Sadi Ka.How much to go to « ouat ampaoua » ?

Silence intrigué de l'autre….

Where ?Euhhh ou ate amp awa……What ?It's un wat you dont know ?

Ça peut encore durer un moment. Le seul truc à faire c'est sortir de son téléphone l'adresse en thaï et en anglais que le chauffeur regarde avec attention. Nous avons parfois eu l'impression que certains avaient du mal à lire. Mais je crois tout simplement que nous sortions du circuit touristique et nous les déroutions un peu.

AHHHH ouad ambpawa….Yes out ambawa.

Le thaï a ceci de troublant que le moindre accent tonique mal placé vous rend incompréhensible pour votre interlocuteur. Nous on ne s'en rend pas compte. Ça se passe sur des harmoniques que nos oreilles occidentales ne peuvent pas entendre. Nico, qui totalise vingt ans d'Asie et aujourd'hui marié à toute une famille Thaï nous disait avoir des problèmes similaires non résolus malgré le temps.

Une fois que l'on est accordé sur la destination, il n'y a plus qu'à négocier le prix. J'ai remarqué une relation cachée entre le prix proposé et le temps mis à comprendre la destination. Mais comme je n'ai pas trop pris de notes, je ne revendiquerai pas la paternité d'une nouvelle loi ethno urbaine.

Le taxi officiel, moins exotique mais sûr et économique.

Sinon, l'autre avantage de Grab est qu'il vous permet de réserver soit des taxis officiels, soit des conducteurs qui sans avoir de statut font des courses à longueur de jour et de nuit, des limousines, des deux roues licenciés ou non. Contrairement à la France, le mode de transport en commun privé le moins onéreux quand on est deux est toujours le taxi classique.

Les taxis sont vraiment nombreux. Je n'ai pas compté, mais à vue de nez, je dirai au moins trois ou quatre fois plus qu'à paris en terme de densité d'occupation de la voirie.

On les repère facilement, ils sont soit bleus, soit jaune et vert soit Rose Barbie et ce sont tous des Toyota, comme 80% du parc automobile local. Nous n'avons jamais croisé de voiture française et les européennes (Mercedes et BM) n'étaient pas non plus très fréquentes. Pour les thaï, la France c'est chanel, l'Oréal et Michelin….même les petites femmes de paris sont coiffées au poteau par les ladies de Bangkok. Tout fout le camp…

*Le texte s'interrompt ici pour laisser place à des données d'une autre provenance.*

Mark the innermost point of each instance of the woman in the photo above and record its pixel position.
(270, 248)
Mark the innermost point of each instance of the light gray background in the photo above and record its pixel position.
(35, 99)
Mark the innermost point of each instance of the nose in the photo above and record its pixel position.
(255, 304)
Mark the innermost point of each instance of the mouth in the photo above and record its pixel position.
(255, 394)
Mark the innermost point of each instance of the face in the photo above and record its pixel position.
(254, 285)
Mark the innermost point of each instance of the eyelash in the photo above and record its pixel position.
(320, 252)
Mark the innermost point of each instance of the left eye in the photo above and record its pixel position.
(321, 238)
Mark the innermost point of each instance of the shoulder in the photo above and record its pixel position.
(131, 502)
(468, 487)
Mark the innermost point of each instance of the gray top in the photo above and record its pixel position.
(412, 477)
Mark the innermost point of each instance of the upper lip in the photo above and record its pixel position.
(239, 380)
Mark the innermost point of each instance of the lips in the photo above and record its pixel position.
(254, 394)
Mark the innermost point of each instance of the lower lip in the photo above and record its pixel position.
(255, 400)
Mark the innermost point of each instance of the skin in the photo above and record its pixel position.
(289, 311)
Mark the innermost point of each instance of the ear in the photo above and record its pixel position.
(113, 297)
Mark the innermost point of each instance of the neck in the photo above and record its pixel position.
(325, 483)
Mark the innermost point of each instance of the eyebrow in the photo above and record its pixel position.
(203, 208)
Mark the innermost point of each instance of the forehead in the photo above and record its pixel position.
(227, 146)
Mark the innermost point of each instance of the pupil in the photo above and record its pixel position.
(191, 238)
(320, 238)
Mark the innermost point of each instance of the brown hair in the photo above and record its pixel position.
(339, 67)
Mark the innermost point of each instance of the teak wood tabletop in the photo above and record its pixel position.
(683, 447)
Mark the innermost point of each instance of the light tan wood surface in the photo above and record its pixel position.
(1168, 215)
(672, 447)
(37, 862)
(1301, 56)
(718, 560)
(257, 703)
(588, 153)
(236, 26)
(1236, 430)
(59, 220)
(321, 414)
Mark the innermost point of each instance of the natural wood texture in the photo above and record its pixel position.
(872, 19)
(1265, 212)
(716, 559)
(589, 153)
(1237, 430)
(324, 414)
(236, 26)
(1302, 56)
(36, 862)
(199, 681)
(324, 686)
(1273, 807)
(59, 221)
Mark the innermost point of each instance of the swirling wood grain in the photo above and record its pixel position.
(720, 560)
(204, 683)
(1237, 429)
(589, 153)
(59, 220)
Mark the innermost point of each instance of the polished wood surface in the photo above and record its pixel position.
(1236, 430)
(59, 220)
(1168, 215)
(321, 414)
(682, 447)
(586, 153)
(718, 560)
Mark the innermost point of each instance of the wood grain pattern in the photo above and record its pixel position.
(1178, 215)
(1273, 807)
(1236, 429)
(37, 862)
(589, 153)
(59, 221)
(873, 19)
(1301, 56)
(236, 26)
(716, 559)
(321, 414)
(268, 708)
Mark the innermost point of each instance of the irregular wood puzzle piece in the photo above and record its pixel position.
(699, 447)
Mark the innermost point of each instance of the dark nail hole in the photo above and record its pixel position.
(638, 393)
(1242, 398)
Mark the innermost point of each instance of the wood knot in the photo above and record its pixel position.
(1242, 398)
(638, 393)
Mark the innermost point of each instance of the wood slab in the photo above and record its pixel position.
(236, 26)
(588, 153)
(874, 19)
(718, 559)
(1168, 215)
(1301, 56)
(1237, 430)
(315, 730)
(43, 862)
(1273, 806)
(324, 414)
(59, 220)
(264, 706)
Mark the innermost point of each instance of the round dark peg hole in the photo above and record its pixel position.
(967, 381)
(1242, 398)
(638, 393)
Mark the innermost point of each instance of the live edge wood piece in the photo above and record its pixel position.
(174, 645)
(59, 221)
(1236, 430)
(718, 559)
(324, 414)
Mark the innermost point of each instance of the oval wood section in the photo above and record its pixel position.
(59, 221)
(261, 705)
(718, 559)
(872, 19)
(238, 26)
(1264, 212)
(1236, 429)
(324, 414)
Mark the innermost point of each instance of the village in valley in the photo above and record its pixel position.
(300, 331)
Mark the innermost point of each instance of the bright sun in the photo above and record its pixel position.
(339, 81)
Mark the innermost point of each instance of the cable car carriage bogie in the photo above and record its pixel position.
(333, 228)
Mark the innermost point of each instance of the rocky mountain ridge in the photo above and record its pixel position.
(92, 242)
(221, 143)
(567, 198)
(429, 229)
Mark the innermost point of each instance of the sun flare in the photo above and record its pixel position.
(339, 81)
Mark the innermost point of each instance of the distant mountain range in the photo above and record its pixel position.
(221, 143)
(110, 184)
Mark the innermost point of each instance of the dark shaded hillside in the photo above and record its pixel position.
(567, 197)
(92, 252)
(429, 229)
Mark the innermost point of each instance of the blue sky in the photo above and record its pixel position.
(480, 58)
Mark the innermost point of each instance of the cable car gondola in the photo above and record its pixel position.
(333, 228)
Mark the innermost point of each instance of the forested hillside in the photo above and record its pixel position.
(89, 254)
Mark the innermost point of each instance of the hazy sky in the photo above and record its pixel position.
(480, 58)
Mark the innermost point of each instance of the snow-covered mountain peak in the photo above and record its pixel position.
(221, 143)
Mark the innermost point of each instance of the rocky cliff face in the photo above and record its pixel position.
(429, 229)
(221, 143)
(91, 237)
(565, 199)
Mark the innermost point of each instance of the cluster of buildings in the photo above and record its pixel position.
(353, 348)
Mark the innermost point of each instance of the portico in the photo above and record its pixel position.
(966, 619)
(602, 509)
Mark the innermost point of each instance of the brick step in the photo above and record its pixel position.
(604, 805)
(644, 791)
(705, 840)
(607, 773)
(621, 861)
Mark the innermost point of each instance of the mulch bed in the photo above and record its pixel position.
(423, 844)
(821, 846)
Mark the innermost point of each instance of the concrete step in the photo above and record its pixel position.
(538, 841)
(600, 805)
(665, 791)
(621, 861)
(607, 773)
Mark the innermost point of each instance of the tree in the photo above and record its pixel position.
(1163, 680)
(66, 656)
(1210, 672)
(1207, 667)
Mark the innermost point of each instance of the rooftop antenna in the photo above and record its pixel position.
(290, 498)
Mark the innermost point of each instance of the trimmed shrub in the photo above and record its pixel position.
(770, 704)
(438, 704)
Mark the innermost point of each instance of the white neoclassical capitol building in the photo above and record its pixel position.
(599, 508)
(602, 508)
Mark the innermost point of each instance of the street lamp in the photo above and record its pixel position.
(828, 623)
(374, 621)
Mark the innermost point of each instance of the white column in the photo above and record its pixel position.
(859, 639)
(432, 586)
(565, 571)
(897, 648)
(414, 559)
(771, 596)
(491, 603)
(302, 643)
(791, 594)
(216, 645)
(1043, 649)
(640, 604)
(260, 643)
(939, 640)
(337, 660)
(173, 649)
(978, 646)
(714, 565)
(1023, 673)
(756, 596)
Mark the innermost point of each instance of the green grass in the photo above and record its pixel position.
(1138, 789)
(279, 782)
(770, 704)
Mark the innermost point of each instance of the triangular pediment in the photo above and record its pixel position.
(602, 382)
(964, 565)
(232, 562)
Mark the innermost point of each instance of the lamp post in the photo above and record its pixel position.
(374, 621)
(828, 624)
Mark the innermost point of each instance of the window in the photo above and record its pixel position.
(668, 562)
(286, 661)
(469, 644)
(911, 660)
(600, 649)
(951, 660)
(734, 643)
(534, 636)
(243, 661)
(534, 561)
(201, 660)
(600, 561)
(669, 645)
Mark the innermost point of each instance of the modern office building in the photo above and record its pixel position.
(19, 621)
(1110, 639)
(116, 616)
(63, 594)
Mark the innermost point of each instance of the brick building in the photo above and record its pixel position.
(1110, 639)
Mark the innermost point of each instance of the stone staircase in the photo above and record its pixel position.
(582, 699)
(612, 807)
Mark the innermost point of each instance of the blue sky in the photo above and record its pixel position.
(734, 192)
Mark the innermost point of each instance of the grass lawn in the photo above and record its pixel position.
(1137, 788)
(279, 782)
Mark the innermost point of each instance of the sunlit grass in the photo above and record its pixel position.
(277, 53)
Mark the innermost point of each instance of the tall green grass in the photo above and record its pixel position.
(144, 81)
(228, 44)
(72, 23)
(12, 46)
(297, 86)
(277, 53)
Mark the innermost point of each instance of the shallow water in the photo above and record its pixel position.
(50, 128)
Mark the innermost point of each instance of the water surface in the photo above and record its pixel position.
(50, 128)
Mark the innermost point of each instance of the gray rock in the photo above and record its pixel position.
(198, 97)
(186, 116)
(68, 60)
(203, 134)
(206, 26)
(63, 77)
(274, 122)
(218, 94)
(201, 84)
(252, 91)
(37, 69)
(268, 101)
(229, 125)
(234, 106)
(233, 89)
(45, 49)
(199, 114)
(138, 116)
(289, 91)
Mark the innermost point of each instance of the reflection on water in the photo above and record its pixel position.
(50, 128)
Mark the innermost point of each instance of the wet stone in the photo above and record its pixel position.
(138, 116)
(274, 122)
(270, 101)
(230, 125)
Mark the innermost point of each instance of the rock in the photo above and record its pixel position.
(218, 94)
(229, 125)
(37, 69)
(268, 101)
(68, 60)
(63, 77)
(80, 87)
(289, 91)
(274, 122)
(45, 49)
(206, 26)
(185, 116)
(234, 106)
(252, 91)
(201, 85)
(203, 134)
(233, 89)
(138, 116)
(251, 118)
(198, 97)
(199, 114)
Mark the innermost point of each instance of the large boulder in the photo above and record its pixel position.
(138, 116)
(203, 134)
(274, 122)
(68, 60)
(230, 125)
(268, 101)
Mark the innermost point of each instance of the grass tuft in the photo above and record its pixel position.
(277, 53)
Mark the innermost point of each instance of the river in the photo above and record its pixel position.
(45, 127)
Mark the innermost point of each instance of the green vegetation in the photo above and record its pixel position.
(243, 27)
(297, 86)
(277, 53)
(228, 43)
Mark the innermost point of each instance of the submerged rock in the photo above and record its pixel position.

Le rose est une couleur bien assumée sans connotation féminine particulière. Nous avons même eu le privilège de revenir un soir de l'aéroport dans une bonbonnière Hello kitty qui détonnait un peu avec le coté largement amorti du chauffeur.

Les taxis conservent le monopole des prises en charge aéroportuaires. Celles-ci sont encadrées de façon militaire avec un excellent niveau d'efficacité par le gouvernement. Les passagers sont réunis dans une salle d'attente aux dimensions asiatiques, chacun munis d'un ticket de passage attendant son tour devant quatre compteurs qui défilent très rapidement. Le prix de la course n'est pas encadré, mais le chauffeur est tenu de mettre en route son compteur, la prise en charge étant fixée à 50 TB. Certains taxi rechignent et proposent des prises en charge sauvage permettant d'éviter la file mais pour des prix de quatre fois le tarif règlementé. D'autres, comme nous en avons fait l'expérience lorsque nous leur disions « meter please » avaient alors du mal à nous comprendre et feignaient de ne pas savoir où nous souhaitions aller. En dehors de rares désagréments, l'expérience taxi était plutôt bonne si l'on fait exception de leur tendance à monter la clim à des températures pas du tout raisonnables. Un taxi qui voyait notre stress vu le peu de temps que nous avions pour prendre notre avion pour Chiang mai nous a fait une démonstration de sa virtuosité, parcourant un tiers de la ville en une vingtaine de minutes seulement.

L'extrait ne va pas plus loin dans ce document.